When she reached high school, she joined the basketball team. That’s where she was spotted by a Tennessee State University track coach, who was impressed by her speed and began training her.
By the time she was 16 years old, she qualified for the 1956 U.S. Olympic track and field team, where she earned her first medal: a bronze medal in the 400-meter relay.
“The triumph can’t be had without the struggle.” – Wilma Rudolph
But Wilma wasn’t done. Even though she became pregnant as a senior in high school, she continued both her training and education, majoring in education in college.
At the 1960 Olympics in Rome, she went on to break several records and earn 3 gold medals!
In fact, she became known as the “fastest woman in the world” and skyrocketed to international fame thanks to her achievements.
When she returned home to Tennessee after her wins, she refused to attend her homecoming celebration unless it was integrated – and an estimated 1,100 attended a banquet in her honor, while thousands more lined up to watch her welcome home parade.

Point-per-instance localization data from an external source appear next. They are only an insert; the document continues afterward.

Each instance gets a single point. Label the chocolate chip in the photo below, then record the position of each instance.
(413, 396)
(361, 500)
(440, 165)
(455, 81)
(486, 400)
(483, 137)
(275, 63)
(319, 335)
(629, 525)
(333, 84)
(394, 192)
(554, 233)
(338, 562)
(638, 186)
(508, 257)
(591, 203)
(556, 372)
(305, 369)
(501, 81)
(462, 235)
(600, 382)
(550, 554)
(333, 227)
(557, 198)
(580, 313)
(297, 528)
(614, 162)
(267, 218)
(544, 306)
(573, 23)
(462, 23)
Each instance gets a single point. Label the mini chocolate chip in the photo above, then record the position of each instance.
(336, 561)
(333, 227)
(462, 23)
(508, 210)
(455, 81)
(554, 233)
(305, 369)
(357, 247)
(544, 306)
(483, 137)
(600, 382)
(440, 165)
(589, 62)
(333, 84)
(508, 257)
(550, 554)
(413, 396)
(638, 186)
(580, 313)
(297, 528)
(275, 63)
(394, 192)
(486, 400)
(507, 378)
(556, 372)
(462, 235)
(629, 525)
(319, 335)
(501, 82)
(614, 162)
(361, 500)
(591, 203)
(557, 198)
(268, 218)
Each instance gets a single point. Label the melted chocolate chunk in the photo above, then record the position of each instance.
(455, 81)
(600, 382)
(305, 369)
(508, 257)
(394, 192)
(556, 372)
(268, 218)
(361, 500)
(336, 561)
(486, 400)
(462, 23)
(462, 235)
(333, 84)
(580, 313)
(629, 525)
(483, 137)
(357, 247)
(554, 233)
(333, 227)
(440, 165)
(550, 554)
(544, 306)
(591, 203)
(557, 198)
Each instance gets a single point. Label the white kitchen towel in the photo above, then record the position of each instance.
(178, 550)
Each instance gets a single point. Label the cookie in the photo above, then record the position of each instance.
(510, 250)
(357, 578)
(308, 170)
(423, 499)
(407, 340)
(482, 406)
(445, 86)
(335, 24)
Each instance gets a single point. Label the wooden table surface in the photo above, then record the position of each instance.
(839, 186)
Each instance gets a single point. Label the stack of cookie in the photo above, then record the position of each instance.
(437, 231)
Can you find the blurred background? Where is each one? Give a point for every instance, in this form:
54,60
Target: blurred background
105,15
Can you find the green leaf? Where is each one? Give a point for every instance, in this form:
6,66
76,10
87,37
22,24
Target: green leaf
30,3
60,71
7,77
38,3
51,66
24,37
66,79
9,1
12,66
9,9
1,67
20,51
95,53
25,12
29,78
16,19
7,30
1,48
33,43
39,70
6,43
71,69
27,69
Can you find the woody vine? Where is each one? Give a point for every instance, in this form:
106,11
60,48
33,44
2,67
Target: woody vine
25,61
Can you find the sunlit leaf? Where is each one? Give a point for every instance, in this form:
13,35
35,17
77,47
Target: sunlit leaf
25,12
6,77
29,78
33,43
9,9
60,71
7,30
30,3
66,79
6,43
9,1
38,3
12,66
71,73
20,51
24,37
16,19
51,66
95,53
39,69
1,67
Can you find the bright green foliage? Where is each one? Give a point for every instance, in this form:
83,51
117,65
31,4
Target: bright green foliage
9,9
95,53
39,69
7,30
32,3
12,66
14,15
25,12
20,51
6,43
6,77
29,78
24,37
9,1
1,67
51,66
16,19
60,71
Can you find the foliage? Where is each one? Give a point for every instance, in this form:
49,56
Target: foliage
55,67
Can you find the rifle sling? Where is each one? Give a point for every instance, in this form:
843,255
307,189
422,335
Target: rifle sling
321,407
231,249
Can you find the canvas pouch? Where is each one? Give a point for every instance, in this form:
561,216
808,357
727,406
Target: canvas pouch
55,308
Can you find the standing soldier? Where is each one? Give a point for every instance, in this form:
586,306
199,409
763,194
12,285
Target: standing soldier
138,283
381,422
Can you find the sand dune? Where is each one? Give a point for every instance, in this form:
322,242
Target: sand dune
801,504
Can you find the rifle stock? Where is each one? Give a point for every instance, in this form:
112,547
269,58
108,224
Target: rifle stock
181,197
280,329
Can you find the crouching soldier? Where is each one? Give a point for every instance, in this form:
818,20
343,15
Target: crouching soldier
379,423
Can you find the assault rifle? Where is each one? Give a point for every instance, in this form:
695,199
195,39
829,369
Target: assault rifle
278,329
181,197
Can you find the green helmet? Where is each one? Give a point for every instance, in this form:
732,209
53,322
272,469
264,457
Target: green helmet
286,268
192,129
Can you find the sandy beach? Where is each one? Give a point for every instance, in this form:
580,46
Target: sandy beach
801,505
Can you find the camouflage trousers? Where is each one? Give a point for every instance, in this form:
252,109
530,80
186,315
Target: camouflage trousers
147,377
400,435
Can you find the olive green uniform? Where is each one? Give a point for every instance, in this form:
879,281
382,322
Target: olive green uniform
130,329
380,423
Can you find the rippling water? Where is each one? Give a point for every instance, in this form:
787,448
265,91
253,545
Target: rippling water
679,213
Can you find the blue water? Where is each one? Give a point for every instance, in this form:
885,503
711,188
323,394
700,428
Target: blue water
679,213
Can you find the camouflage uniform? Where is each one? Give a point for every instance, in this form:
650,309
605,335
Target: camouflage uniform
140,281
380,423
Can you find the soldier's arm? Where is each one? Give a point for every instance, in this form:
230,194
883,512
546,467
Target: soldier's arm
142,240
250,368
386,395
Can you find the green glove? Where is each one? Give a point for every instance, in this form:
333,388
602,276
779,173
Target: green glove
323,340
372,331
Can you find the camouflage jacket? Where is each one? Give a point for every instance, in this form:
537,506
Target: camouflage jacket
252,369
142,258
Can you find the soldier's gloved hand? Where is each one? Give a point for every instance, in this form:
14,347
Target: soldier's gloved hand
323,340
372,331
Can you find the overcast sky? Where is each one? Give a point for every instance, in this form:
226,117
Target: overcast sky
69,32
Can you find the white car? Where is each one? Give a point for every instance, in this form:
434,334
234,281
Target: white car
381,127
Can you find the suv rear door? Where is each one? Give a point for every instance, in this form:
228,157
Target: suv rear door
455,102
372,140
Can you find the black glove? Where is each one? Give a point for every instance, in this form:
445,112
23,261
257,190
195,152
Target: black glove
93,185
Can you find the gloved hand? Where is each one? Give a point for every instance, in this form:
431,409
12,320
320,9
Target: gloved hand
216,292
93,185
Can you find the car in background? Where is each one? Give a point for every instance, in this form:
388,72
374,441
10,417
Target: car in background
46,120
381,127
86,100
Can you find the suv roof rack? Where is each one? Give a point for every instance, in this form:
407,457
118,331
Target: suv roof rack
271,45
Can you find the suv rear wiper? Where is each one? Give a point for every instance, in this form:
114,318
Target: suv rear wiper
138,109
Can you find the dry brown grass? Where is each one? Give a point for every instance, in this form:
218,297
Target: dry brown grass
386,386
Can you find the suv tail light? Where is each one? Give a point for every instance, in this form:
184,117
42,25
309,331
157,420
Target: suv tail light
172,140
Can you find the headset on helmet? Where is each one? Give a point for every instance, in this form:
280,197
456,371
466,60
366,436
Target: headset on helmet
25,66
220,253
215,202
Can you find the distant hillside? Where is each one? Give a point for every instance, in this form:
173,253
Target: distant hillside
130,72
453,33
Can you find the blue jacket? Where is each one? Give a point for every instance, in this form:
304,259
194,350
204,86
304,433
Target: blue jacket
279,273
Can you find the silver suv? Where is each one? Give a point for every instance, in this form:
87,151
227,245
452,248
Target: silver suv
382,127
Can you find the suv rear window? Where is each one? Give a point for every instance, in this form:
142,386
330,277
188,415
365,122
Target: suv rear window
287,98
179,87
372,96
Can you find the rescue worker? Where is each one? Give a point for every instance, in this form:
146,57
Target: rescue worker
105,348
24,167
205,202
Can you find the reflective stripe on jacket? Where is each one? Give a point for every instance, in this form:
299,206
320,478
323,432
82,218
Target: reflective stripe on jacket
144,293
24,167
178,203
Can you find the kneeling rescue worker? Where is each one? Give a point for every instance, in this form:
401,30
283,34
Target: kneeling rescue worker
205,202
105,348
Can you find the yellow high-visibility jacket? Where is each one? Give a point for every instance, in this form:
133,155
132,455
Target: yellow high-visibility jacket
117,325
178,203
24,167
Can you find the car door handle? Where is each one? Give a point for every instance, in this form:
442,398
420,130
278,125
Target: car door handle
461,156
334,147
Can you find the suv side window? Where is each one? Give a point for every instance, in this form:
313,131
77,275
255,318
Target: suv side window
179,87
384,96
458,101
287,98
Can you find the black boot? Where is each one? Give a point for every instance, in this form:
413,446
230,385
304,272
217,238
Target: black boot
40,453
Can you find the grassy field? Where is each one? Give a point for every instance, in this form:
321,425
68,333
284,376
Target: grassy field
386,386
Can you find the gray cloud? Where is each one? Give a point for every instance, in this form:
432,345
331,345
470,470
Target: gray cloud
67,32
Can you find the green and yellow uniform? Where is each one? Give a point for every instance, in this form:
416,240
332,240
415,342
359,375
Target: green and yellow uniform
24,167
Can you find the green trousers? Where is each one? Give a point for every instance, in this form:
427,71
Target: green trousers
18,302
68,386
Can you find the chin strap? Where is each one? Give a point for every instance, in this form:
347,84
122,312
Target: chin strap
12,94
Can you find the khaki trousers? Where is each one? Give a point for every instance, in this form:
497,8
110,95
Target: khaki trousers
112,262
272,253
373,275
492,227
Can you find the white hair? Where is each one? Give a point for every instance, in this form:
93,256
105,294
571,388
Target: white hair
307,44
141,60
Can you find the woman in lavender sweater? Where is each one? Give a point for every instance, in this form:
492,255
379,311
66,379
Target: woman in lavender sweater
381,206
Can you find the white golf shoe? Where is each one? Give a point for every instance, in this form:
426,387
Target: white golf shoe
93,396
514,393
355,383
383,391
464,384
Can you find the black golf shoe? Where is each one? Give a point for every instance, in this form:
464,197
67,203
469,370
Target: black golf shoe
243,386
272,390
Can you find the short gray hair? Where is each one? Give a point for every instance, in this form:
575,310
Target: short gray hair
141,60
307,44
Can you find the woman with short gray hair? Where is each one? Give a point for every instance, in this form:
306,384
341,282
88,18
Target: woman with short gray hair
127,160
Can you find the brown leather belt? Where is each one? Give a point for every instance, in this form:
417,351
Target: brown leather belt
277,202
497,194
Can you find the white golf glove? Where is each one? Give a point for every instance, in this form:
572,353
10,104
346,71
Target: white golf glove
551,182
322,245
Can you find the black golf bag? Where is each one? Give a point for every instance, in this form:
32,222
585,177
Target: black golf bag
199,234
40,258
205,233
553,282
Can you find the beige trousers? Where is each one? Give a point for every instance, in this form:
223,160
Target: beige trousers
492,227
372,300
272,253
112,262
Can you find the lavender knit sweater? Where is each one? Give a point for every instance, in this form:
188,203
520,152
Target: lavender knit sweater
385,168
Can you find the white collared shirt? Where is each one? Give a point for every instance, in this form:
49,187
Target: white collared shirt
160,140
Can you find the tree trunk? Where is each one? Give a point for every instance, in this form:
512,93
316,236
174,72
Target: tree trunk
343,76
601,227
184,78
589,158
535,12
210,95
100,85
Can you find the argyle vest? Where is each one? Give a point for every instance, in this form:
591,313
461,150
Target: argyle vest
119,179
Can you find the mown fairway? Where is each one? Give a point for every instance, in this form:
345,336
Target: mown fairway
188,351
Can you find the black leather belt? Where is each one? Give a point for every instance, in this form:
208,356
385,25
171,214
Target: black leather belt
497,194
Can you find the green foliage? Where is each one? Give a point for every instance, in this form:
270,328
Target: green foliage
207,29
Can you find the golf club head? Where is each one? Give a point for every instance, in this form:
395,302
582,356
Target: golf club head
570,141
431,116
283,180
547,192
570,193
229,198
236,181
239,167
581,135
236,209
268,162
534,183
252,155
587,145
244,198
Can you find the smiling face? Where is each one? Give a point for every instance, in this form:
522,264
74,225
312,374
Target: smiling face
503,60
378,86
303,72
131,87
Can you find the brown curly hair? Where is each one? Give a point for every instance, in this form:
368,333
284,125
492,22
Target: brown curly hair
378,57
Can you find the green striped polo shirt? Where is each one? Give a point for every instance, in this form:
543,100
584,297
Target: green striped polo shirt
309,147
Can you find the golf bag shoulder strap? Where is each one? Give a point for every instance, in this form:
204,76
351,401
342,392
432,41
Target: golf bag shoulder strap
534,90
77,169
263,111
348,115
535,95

A year later, she retired from competition, and went on to coach, teach, and run community centers to help disadvantaged youth.
“Winning is great, sure, but if you are really going to do something in life, the secret is learning how to lose. Nobody goes undefeated all the time. If you can pick up after a crushing defeat, and go on to win again, you are going to be a champion someday.”
– Wilma Rudolph
Talk about perseverance! So many takeaways from that story. So there’s your dose of motivation for today. 🙂 GO GET IT!